Exactly one hundred family members of victims were present at the gathering, mostly women – mothers, wives, sisters or daughters of the killed men. They were interested in the trial of the former president of Zvornik Municipality, Branko Grujic, and the former commander of the Territorial Defense in Zvornik, Branko Popović, as well as in the outcome of investigation into other perpetrators, which is being conducted by the Cantonal Prosecutor’s Office in Tuzla. Nataša Kandić and Milena Vasić of the Humanitarian Law Centre (HLC), who represent the victims, spoke about the trial conducted before the War Crimes Chamber of the Belgrade District Court and prosecutors Alma Džaferović and Emir Ibrahimović spoke about the investigations conducted by the Cantonal Prosecutor’s Office in Tuzla. All of them, along with other participants – Teufika Ibrahimefendić from Viva žene NGO, Mevludin Lupić and Ahmet Grahić from the Association of Victims’ Families – called upon all eyewitnesses to testify in person before the War Crimes Chamber in Belgrade and help the Cantonal Prosecutor’s Office in Tuzla gather all relevant evidence against 162 persons suspected of committing war crimes in the Municipality of Zvornik.

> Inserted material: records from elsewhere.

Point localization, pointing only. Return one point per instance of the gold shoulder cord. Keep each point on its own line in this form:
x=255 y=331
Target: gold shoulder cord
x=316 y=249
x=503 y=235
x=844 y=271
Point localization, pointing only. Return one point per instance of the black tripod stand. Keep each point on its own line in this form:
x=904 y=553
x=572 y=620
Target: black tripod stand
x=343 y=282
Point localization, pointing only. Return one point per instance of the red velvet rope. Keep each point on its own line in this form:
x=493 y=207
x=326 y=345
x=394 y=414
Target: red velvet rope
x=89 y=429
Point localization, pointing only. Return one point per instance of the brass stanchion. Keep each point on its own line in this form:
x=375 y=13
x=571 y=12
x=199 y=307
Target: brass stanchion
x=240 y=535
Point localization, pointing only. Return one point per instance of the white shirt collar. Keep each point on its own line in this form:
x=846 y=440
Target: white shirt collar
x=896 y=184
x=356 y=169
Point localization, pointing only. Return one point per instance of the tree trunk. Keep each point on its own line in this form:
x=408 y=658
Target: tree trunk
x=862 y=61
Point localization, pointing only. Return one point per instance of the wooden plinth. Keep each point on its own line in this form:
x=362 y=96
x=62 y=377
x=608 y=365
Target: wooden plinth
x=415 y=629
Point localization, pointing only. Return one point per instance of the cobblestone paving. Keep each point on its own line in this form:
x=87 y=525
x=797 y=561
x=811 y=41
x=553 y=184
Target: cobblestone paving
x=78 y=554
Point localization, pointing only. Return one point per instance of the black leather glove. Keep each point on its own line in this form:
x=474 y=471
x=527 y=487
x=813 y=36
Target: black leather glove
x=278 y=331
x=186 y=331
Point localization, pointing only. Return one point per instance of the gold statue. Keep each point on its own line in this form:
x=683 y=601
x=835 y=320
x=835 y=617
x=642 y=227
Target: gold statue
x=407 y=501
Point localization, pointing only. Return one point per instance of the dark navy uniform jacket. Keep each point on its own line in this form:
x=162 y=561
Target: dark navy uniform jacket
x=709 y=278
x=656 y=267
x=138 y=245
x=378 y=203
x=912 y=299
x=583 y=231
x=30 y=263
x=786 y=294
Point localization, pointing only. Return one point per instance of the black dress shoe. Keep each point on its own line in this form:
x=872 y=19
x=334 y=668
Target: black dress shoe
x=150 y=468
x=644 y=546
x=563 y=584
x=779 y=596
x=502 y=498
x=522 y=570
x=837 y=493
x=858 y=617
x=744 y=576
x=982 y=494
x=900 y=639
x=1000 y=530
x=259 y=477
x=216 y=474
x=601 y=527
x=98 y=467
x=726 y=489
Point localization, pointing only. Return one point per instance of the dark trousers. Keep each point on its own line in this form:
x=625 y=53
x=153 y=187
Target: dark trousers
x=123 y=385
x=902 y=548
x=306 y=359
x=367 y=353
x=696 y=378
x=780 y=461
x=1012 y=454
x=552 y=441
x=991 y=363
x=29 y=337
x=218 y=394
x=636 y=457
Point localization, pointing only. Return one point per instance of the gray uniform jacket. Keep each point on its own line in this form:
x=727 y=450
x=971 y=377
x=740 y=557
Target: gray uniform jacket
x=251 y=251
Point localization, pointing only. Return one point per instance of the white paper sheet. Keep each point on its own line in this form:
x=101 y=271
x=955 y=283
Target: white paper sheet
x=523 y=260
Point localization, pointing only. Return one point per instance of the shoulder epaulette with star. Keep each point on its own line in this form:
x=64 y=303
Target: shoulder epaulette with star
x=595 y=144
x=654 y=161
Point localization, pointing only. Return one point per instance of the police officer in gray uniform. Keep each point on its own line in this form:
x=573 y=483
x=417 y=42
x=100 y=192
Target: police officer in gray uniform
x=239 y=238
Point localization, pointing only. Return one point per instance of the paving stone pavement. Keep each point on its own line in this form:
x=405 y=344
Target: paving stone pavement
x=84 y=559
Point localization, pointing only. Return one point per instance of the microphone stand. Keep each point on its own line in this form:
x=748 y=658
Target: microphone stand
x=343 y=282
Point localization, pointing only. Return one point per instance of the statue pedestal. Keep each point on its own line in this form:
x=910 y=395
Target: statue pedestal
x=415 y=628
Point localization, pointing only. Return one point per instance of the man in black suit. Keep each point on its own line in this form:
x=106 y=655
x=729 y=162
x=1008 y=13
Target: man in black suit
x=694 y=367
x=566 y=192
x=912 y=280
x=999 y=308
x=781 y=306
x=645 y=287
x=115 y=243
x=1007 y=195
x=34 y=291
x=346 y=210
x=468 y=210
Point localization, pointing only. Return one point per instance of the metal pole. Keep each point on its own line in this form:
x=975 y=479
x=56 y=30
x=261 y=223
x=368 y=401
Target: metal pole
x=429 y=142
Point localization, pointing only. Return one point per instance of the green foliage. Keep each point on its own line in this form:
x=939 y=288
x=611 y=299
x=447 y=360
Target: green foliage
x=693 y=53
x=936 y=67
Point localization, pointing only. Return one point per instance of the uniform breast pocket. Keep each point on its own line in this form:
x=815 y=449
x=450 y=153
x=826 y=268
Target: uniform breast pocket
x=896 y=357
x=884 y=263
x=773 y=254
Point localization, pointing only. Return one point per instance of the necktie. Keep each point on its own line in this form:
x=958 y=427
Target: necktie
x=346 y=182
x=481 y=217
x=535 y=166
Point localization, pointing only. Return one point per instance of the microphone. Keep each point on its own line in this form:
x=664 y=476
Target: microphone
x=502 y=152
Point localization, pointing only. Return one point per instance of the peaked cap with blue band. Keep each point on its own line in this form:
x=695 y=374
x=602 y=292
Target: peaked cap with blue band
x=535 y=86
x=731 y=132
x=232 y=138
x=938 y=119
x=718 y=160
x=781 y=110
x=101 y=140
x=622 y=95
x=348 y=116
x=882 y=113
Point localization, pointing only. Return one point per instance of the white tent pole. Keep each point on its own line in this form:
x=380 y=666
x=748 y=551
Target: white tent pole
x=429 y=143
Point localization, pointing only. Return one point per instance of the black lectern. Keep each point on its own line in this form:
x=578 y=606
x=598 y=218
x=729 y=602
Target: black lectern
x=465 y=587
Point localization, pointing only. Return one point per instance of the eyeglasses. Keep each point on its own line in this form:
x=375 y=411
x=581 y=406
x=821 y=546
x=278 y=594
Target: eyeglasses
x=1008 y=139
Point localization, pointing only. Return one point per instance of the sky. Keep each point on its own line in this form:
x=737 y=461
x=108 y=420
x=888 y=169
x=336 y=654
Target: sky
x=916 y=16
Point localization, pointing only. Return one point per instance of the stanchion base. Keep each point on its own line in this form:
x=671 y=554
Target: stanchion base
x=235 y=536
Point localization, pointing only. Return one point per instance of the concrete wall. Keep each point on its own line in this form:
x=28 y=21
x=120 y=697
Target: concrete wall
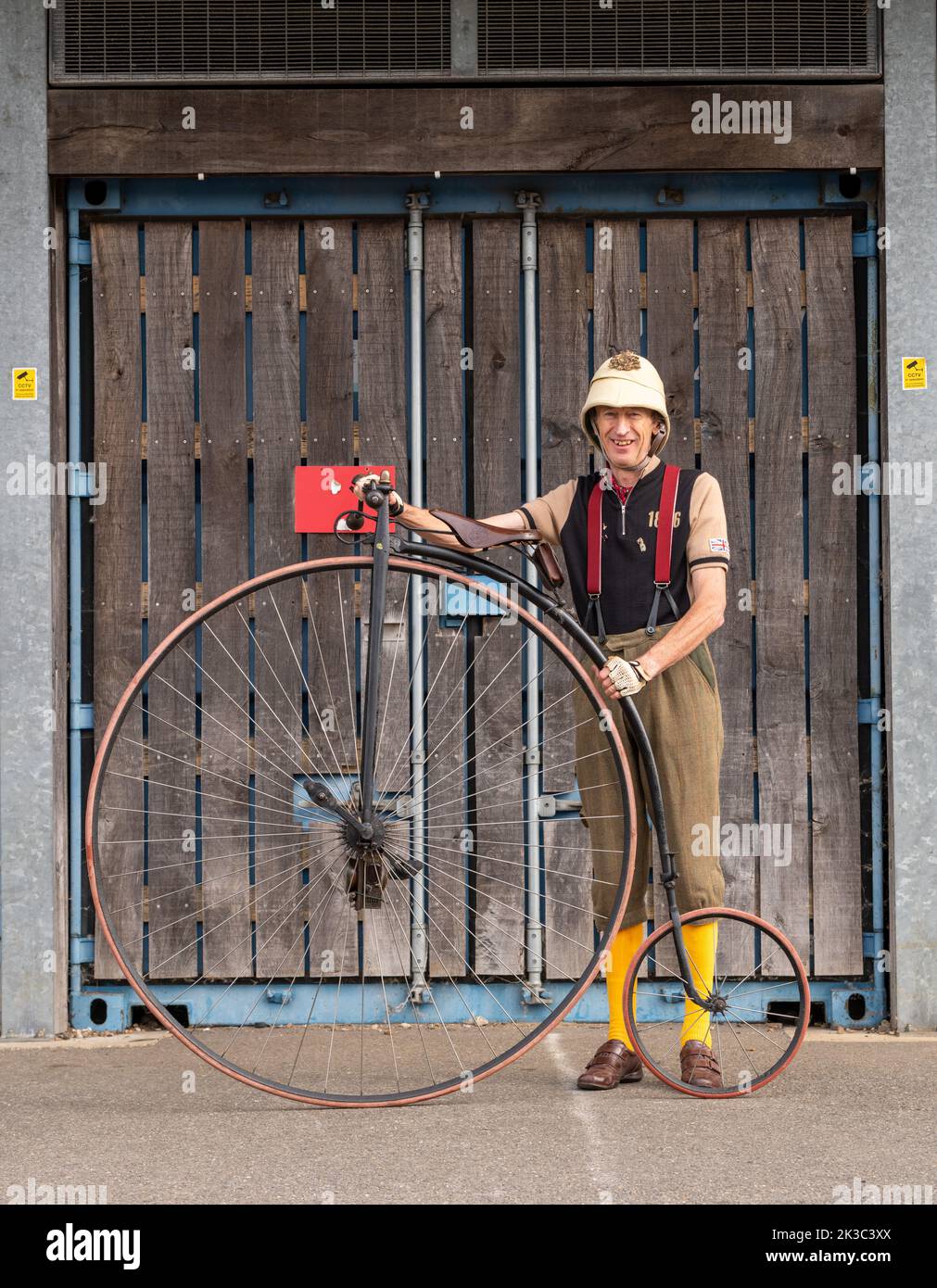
x=910 y=330
x=27 y=876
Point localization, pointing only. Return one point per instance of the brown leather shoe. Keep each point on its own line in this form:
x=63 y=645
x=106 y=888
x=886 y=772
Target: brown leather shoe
x=611 y=1064
x=699 y=1066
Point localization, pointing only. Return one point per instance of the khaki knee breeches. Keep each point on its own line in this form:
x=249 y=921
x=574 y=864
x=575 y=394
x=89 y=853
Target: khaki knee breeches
x=682 y=713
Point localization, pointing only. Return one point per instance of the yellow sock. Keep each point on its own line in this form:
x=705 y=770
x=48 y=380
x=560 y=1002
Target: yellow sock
x=624 y=947
x=700 y=941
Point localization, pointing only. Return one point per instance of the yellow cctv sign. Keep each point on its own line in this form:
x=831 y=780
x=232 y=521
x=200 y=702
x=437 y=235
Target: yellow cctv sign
x=23 y=383
x=914 y=373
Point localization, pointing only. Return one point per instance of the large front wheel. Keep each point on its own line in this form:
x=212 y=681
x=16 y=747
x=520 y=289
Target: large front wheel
x=315 y=944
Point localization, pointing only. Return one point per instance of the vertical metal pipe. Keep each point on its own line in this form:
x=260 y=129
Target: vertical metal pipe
x=416 y=201
x=528 y=202
x=877 y=749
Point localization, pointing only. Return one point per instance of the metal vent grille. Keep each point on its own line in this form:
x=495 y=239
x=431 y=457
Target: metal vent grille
x=247 y=40
x=678 y=38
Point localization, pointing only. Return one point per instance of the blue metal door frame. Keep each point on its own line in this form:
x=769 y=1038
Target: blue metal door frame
x=848 y=1003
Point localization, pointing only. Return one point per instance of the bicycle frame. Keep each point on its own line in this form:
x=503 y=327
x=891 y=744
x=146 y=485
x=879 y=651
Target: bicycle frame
x=551 y=604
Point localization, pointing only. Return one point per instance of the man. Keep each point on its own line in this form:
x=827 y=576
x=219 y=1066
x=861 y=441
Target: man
x=653 y=627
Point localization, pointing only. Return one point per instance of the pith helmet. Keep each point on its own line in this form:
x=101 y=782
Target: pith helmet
x=626 y=380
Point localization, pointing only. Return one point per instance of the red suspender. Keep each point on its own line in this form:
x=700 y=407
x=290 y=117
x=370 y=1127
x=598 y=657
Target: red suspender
x=593 y=576
x=665 y=525
x=663 y=557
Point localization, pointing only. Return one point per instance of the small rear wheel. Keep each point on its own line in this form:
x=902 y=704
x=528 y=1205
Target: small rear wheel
x=755 y=1004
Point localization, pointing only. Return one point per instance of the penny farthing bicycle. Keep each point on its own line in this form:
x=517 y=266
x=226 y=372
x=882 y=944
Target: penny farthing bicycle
x=362 y=865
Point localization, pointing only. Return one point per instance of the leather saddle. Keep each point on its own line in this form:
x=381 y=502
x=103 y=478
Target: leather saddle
x=484 y=536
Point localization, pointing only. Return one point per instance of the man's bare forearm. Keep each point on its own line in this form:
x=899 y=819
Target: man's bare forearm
x=703 y=617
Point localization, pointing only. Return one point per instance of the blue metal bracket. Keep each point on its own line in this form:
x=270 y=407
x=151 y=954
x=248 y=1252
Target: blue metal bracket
x=868 y=710
x=79 y=251
x=80 y=715
x=82 y=948
x=864 y=244
x=82 y=483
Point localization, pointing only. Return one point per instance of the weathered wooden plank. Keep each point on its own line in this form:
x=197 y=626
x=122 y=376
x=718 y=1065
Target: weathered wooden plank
x=226 y=640
x=171 y=512
x=837 y=878
x=280 y=897
x=383 y=441
x=670 y=327
x=780 y=684
x=521 y=129
x=563 y=455
x=445 y=486
x=329 y=412
x=616 y=287
x=568 y=920
x=617 y=297
x=670 y=349
x=118 y=382
x=495 y=666
x=725 y=453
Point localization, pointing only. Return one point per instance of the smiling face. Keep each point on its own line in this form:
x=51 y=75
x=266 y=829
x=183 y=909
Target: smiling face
x=626 y=435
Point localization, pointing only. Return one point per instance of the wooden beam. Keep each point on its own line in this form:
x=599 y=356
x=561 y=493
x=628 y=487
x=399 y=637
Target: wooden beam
x=330 y=131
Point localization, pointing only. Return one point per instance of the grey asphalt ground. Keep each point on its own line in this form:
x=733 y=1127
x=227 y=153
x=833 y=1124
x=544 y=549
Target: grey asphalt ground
x=114 y=1112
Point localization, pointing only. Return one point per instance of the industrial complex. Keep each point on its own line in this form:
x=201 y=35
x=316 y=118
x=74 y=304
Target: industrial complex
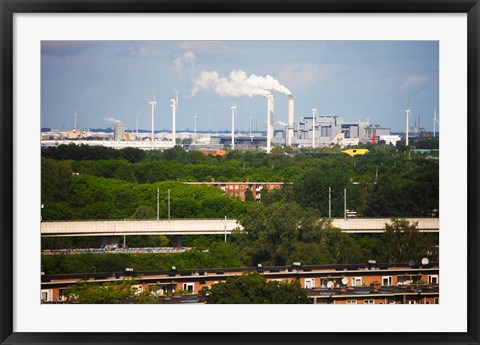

The mothers and wives shared firsthand information they had on Serbian policemen and civilians who forced them out of their homes and whom they saw on June 1st 1992 at Bijeli Potok while the men were separated from their families and taken towards the village of Karakaj. They are prepared to testify about these events before the Serbian court and to confront all their Serb neighbours whom they saw at Bijeli Potok on the day their men were taken away.


Speaking of the importance of war crimes trials for establishing the truth about the past, HLC Executive Director Nataša Kandić said that while war crimes trials are the most important legal mechanism of punishment of individual perpetrators, they are not sufficient to ascertain the whole truth about the past. Kandić added that a trial takes on average two years to complete, which leads to the conclusion that by the end of 2020 all courts on the territory of former Yugoslavia would able to sentence no more than 800 persons accused of war crimes. That is why the regional initiative for establishing RECOM Regional Commission takes on particular importance. RECOM would be oriented to victims and their suffering.

“If the governments in the post-Yugoslav countries accept this civil society initiative, we will have a chance to create, for the first time, a historical record of the past which will combat denial of crimes with facts and thus prevent recurrence of crimes“, said Nataša Kandić.